Upset stressed woman holding cellphone looking shocked with message she received

Sensitivity, Overstimulation, and Creativity

By Ora North, author of The Empath’s Guided Journal

I check my email for the tenth time in an hour.

I scroll through social media, mostly seeing a combination of ads, vacation photos, and vulnerable shares that may or may not lead to a sales pitch.

My phone dings with news notifications and I get lost in outrage and sadness.

I respond to text messages, mostly links to memes or silly videos or questions about the day.

And then I sit down at my computer, staring at a blank page, waiting for words to pour out like the waterfall of wisdom that surely must live inside me.

…or perhaps not. The blank page remains blank.

Day in and day out we inundate ourselves with information, with technology, with mindless entertainment. Our brains were not meant to process data like computers, and yet, we still treat them as if they were. As if we are not fulfilling our duty as a human if we are not fully aware of everything in the world and simultaneously being creative and productive. As if to break down and cry for a day or even an hour would be unacceptable because we would lose productivity. As if we expect the funny video of the golden retriever to somehow take away or make up for the emotions we felt at the video of the dying children before it. But how are we expected to make sense of anything or feel grounded at all when we’re seeing the heartbreaking evidence of genocide, placed neatly next to an ad for magnetic eyelashes, placed neatly next to a meditation retreat in Bali?

No wonder the blank page remains blank. No wonder we become so overstimulated that we lose touch with our ability to make sense of things, to create. And while this is a problem for everyone, it is especially a problem for the sensitive person, the empath, the person with sensory issues, the introvert.

Those who live with an overly sensitive nature must spend a lot of time managing their environment around them and the way they react to that environment. It’s a different sort of system, one that takes in excess information, whether mental or emotional, too deeply and too often. It is not necessarily a bad thing or a shortcoming, but simply a different way of operating. One of the core truths of the sensitive folks is that they are our creatives. They feel things differently and through their unique systems, give birth to ideas, works of art, inventions, and gifts from whatever realm of genius they reside in. But in order to be able to do that, their systems need to be regulated. When constantly overstimulated by excess information and the expectations and demands accompanying it, the sensitive mind all too often puts itself into a management mode rather than a creation mode. Every ounce of energy is spent trying to process correctly, react correctly, consume and produce correctly—and all of those exhausting tasks leave no energy left for the state of flow and stillness required to create. It’s like having a mind that is so loud with the thoughts of others that it completely drowns out your own.

Once we lose the ability to hear our own minds, disconnection and resentment naturally follow, only increasing our malcontent in our inability to be creative, as well as our dependence on stimulating ourselves with even more information. In fact, this is exactly what ‘doom scrolling’ is. We scroll because we cannot hear our own thoughts. We scroll because we are scared of the thoughts we will not make space for. We scroll because it numbs our pain. Sometimes we even scroll to keep ourselves in a fixed place of rage or hatred that keeps us from going deeper.

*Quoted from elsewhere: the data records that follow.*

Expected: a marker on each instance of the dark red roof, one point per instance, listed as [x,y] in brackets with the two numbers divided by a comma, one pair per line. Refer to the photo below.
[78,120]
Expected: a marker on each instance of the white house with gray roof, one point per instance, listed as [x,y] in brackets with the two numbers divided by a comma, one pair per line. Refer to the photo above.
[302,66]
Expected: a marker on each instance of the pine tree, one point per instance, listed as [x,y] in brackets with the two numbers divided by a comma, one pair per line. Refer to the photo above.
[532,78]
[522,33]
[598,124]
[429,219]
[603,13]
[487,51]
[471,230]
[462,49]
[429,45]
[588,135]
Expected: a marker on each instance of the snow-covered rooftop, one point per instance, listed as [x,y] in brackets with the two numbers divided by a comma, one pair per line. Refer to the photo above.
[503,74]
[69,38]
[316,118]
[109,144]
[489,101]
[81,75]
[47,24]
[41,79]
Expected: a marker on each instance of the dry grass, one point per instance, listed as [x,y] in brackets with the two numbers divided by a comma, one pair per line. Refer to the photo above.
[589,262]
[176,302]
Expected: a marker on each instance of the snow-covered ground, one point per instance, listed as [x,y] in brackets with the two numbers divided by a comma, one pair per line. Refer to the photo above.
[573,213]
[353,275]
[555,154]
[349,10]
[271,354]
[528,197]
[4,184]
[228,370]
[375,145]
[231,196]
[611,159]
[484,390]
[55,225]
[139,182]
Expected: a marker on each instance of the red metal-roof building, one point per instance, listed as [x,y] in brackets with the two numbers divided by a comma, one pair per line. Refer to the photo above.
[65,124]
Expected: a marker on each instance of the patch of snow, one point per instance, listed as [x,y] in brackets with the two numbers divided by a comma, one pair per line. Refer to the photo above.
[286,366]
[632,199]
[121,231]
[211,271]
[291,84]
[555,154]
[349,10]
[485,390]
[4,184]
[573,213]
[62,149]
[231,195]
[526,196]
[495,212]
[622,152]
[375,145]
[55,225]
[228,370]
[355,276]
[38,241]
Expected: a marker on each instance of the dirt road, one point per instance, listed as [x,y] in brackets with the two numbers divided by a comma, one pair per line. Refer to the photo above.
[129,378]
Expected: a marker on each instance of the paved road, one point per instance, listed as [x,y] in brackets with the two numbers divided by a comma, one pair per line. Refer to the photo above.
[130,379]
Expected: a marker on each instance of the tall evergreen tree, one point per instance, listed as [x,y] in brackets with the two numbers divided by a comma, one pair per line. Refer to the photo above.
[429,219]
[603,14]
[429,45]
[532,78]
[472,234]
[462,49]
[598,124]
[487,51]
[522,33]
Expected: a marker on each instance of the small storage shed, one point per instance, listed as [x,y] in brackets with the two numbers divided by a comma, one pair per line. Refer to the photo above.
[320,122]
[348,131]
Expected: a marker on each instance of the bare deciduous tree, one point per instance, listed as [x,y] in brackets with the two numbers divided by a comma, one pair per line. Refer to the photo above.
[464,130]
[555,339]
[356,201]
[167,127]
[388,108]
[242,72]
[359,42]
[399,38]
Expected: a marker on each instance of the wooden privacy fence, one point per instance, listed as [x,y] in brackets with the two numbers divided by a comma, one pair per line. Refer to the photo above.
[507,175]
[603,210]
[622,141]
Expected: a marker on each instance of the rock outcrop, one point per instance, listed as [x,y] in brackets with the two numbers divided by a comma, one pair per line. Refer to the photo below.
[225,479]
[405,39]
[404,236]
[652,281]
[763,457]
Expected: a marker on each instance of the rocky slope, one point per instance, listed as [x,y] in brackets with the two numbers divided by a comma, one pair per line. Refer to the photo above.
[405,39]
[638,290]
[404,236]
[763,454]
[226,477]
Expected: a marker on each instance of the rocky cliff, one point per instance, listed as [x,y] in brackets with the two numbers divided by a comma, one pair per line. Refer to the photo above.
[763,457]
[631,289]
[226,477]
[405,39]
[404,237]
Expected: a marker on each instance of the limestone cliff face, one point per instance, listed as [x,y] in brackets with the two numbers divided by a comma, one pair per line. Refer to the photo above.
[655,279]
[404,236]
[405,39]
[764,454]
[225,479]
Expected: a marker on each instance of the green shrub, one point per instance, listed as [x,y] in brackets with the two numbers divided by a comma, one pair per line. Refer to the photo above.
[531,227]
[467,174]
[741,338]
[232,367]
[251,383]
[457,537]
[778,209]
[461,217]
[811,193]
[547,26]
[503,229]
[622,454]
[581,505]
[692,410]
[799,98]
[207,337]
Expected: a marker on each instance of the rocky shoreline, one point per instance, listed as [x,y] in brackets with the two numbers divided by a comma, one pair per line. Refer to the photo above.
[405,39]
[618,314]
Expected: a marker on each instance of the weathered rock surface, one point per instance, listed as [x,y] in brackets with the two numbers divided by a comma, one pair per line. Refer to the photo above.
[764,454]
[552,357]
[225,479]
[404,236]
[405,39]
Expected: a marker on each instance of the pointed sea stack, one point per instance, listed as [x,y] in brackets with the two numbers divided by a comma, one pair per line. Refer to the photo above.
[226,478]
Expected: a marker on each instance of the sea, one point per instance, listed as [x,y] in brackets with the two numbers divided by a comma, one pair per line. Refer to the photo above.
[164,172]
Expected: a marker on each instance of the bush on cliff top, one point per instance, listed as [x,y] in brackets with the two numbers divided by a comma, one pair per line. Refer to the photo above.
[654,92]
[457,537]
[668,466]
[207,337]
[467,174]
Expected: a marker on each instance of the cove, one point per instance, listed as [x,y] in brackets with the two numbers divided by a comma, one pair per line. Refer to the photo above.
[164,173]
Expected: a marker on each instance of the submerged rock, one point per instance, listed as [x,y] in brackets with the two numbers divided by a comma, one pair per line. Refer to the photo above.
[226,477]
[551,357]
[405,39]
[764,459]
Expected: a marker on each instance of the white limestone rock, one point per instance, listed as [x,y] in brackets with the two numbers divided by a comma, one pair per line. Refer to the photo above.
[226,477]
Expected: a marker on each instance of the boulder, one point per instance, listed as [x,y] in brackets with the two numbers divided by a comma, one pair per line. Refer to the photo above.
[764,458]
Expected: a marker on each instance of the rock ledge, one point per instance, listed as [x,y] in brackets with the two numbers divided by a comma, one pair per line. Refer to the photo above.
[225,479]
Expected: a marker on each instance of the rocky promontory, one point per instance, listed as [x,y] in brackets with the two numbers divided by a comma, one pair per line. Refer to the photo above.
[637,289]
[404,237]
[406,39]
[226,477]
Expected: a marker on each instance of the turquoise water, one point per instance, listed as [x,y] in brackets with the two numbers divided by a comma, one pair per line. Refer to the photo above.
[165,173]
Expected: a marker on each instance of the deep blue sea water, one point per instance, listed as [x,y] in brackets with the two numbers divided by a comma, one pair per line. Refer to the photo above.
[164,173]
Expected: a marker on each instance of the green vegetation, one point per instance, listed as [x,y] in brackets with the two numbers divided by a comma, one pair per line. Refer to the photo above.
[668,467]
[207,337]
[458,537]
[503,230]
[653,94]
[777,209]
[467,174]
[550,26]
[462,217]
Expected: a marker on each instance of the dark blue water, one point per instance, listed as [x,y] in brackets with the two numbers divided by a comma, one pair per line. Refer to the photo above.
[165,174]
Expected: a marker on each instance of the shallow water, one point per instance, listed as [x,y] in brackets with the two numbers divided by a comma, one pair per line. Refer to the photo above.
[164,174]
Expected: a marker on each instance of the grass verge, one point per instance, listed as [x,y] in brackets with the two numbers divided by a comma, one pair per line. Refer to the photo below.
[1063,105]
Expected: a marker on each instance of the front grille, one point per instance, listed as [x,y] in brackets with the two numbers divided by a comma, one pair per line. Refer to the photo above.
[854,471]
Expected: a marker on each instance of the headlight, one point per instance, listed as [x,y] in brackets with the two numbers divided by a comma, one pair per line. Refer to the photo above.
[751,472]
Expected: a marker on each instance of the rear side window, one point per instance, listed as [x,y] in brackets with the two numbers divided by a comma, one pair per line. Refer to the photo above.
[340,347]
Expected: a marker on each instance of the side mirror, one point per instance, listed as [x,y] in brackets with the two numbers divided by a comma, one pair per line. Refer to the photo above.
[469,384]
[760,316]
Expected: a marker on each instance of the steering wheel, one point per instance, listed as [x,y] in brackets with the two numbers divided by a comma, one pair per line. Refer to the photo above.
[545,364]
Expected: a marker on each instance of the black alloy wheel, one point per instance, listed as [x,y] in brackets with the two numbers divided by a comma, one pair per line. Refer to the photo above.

We need to know our own pain, though. Especially as sensitive creatures. We need to feel what we feel, once all of the distraction and the external voices fade away. It is through that pain that we also know our own joy, and it is through both our pain and joy that we create. Not produce, but create. To know the stillness of our own souls nestled within the love and the rage swirling about it, and make it manifest.

Sensitive souls, keep yourselves aware, of course. Commit whatever actions of aid you can. But try scheduling time away from all of the excess information. Let yourself become more aware of the absurdity of what you see as you scroll, the contrast in values flashing through your brains, inevitably creating nasty cases of cognitive dissonance. Disconnect from that world, and reconnect to the natural world. Approach your mind as if it is organic matter rather than a piece of technology expected to perform, as if it is a wild animal you must coax into safety by learning its ways. Creativity itself is often like a wild animal, needing the right environment and an abundance of respect in order for it to feel safe enough to be itself. Give that animal quiet and stillness, away from the overabundance of modern noise. Let your system return to one of creation and regulation rather than one of management, reaction, and dysregulation. You may be surprised to see how you feel, and what beauty and wisdom is ready to express itself.

Ora North is a spiritual teacher, witch, and mental health advocate. While very involved in the spiritual community, North does not subscribe to the “love and light” or “good vibes only” mentality that can often whitewash or bypass the very real struggles of the marginalized. Because of this, her focus is on shadow work, and promoting the acceptance and validation of all of our feelings—not just the positive ones—as tools for growth. She is author of I Don’t Want to Be an Empath Anymore and Mood Magick.